Tornado 911 Caller: 'Just Scared That My Mom Was Dead'
Feb. 7, 2007 -- In the days after tornadoes hit central Florida last week, killing 20 people and destroying scores of homes, one woman's frantic 911 call resonated across the country.
Minutes after the tornado struck, 20-year-old Dottie Thomas called 911, fearing her mother had been blown away by the 150-mph winds.
"My mom is gone. My mom's bed is gone," Thomas said to an operator. "The tornado came and took the whole house she was in!"
Thanks to sturdy Sheetrock and no small amount of luck, Thomas' mother, Rudy, survived the storm by crouching down and holding onto a door.
"Lucky, I was awake and I heard the warning on TV and I told the kids. I said, 'This tornado looks like it's coming for us,'" Henry Thomas, Dottie's father and Rudy's husband, told "Good Morning America" anchor Robin Roberts.
"I said [to] be ready, and a few minutes later, it was like a long, extended rumble of thunder, which I guess is the freight train thing you always hear," he said.
The tornado wreaked the ultimate havoc quickly.
"I got them all together and said get in the hallway. In the meantime, my son called my wife on the phone and she got up at the same time and no sooner than we got in the hallway did it hit, breaking glass," he said. "Fifteen seconds later it was gone. I came out with a flashlight and it was nothing but a pile of rubble."
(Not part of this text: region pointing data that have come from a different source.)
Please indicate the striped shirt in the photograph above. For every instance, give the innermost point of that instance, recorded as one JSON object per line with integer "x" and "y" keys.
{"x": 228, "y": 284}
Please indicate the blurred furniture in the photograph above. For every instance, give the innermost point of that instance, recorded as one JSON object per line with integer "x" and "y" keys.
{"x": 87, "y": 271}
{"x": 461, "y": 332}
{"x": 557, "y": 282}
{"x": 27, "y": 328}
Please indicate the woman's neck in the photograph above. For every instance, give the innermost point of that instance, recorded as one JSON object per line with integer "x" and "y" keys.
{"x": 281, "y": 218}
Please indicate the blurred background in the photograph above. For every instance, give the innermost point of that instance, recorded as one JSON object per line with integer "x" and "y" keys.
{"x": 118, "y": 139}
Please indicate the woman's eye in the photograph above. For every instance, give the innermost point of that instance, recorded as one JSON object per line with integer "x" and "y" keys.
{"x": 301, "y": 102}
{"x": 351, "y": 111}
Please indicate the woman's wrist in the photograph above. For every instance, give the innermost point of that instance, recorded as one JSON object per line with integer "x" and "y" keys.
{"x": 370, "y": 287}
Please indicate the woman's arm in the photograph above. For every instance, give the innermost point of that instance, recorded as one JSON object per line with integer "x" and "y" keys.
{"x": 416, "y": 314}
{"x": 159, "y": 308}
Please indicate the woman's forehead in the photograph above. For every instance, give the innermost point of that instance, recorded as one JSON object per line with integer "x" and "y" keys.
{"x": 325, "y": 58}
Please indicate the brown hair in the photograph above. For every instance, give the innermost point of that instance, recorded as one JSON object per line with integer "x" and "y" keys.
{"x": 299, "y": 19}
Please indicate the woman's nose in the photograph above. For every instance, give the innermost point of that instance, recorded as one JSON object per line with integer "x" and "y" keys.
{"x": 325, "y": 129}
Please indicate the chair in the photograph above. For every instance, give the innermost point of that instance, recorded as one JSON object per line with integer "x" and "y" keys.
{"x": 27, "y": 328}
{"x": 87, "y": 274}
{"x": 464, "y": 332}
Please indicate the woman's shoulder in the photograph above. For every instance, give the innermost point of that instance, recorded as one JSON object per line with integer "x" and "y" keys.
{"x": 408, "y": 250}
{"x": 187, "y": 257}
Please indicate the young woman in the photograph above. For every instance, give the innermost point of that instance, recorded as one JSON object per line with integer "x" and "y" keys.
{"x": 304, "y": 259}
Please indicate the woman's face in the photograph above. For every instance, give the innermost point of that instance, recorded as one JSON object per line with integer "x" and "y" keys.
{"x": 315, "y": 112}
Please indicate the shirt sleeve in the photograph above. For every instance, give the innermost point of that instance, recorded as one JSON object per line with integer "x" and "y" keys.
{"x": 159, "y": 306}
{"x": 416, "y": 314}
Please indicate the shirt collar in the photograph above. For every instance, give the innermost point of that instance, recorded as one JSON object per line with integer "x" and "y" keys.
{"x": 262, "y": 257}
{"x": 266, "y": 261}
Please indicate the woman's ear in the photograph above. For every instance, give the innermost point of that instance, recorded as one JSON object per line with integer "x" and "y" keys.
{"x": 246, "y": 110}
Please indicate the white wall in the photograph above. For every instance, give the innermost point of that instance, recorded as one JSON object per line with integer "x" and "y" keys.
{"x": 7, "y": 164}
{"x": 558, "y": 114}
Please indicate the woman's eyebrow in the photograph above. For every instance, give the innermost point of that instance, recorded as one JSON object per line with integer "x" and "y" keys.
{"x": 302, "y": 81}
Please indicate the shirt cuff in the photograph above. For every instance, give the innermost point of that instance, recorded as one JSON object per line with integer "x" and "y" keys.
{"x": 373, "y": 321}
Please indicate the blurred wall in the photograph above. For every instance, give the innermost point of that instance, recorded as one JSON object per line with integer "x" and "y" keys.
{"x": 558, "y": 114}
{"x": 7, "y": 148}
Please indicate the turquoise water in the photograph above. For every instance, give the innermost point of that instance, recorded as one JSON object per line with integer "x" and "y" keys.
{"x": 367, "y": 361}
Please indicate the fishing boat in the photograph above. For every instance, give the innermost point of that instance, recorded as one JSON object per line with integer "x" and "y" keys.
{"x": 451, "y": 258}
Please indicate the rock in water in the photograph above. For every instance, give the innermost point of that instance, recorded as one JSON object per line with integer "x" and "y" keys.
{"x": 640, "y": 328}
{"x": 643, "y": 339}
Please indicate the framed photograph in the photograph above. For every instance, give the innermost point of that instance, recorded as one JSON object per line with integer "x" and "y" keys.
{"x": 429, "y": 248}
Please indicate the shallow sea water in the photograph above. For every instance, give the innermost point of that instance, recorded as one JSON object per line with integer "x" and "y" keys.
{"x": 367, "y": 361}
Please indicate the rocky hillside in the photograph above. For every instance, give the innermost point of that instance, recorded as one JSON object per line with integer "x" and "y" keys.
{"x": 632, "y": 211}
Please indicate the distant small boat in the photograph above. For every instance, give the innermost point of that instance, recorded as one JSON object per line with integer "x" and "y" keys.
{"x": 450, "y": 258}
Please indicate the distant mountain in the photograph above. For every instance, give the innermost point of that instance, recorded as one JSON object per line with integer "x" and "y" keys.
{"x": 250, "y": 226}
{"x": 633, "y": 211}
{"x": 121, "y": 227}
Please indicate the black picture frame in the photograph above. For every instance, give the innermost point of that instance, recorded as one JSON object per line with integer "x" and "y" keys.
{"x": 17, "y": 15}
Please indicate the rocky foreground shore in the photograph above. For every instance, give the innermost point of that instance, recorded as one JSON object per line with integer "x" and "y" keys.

Rudy Thomas was headed for the bathroom when the tornado hit.
"Before I could even close the door, the tornado blew the roof off and was trying to pull the door out of my hands," she said. "I was holding on for dear life thinking if somebody's got to get hurt or die, let it be me, not my kids."
At that point, Dottie Thomas made the 911 call that has been heard on newscasts across the country. She said she was so worried about her mother, that the prospect of a tornado didn't even faze her."
"I was just scared that my mom was dead," she said. "The tornado didn't even scare me because the thinking that my mom was dead scared me so much that the tornado just seemed like nothing to me."
Even after everything that has happened, the Thomas family has kept an upbeat attitude and is grateful for all the help it has received.
"We've had so much help from our extended family and friends. … Someone brought a motor home here for us last night and left it for as long as we need it," Rudy Thomas said.
"We've had people donate generators, food, churches helping cut up the wood. We have a long ways to go, but we'll make it and we have a lot of friends and family, extended family that care about us and that are helping us," she said.
"So I have every bit of faith that we'll be able to come out of this fine."